4) A clear criterion for HTML5 outline interpretation in user agents. User agents can be advised to switch their outlining based on the presence of unnumbered <h> tags in the markup. It could be as simple as: "If there's a single <h> on the page, do it the new way. If there aren't any, do it the old way." With this more backwards-compatible implementation path, we might succeed in getting some implementations. :) Some developer evangelism would still naturally be required.

Thanks for reading.
Comment 1 Silvia Pfeiffer 2013-02-17 03:20:26 UTC
Bug 20068 has a discussion of more of the issues and as a consequence some examples were added to the outline algorithm at https://github.com/w3c/html/commit/fffcc35c0fe5e9a2bd0aadb4c4ae0658cfe0ce88 . Does this satisfy some of your concerns?
Comment 2 ben 2013-02-18 18:49:17 UTC
Thanks for the reply Silvia, but that thread and the linked "examples" don't address my concerns. If anything they further my point. This passage from Hixie on the linked thread:

"...then there's three top-level sections. So if we stick that in an <article>, we need to end up with three top-level sections, essentially three articles. Stick a section before the first heading, and it can't be in the same section as the heading's. It's a sibling of the /section/ (not <section>) that was generated by the first part of the <section>."

is illustrative fodder for my first argument about the need to differentiate the terminology.
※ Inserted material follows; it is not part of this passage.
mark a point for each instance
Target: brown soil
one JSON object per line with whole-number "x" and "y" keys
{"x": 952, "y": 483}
I've read this passage five times, I'm quite familiar with the topic, and I have no idea what Hixie's talking about. Is "heading's" with the apostrophe a possessive? Is he referring to the section that belongs to the heading? Or does the apostrophe indicate a plural, referring to multiple headings? (That usage is frowned upon, but common enough.) And again, the need to distinguish /section/ from <section> !

Ian, Michael, (and hopefully others!) can you comment on my original post?
Comment 3 steve faulkner 2013-04-06 13:48:36 UTC
assigning to Ian, appears to be one he should deal with as its questioning use of terminology around sectioning etc.
Comment 4 Ian 'Hixie' Hickson 2013-04-14 07:54:32 UTC
Please file only one issue per bug.

I can't really make head or tail of comment 0. The suggested terms don't seem any clearer than the current terms. If you would like to discuss specific terminology changes, I recommend filing a separate bug that just covers that topic (http://whatwg.org/newbug if you want me to be the one to process it.)
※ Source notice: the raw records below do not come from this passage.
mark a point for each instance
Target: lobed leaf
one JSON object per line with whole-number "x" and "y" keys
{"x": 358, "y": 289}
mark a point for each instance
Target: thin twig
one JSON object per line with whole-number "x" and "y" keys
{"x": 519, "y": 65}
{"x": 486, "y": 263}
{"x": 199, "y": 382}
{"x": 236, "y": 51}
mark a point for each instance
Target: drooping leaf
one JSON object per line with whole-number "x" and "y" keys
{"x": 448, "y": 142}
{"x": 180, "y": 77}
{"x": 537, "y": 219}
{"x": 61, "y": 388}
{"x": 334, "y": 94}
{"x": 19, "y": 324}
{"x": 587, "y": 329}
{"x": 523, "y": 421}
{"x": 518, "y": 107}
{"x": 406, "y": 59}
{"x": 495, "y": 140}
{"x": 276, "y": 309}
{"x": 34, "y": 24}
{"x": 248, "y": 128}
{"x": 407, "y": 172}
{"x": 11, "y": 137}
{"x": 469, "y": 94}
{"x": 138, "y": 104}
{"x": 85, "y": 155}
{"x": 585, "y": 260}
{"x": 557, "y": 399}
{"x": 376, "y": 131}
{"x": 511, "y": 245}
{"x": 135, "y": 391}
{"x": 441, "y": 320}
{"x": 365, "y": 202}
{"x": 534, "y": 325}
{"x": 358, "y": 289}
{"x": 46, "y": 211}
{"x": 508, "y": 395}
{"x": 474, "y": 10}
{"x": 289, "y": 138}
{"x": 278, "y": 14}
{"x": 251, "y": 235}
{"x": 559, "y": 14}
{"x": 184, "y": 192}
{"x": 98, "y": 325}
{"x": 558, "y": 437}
Regarding <h>, this has been considered before, and is a non-starter. <h1> is exactly what the proposed <h> would be, and already works, and has numerous additional benefits (like being compatible with <h2>-<h6> which you may wish to use to remain compatible with legacy UAs).

Regarding comment 2, I don't understand what's unclear (and yes, the grammar there seems to be correct English). Please file a new bug if there is something unclear that you would like me to handle (again, use http://whatwg.org/newbug if you want me to be the one to process it).

Regarding comment 3, I assume it was an oversight that this was assigned to me but left in the HTMLWG component. Moving to WHATWG component since apparently the HTMLWG doesn't want the bug any more (?).

Marking WONTFIX since I'm not changing the spec yet, but really this is NEEDSINFO except that I'd like the additional information in separate new bugs.
Comment 5 steve faulkner 2013-04-14 08:27:51 UTC
(In reply to comment #4)
> Regarding comment 3, I assume it was an oversight that this was assigned to
> me but left in the HTMLWG component. Moving to WHATWG component since
> apparently the HTMLWG doesn't want the bug any more (?).
My fault due to not understanding the appropriate procedure. As far as the HTML WG  not wanting, I resolve bugs I have the knowledge to resolve, if I find a bug that I think it is best to pass on to someone else, I do so.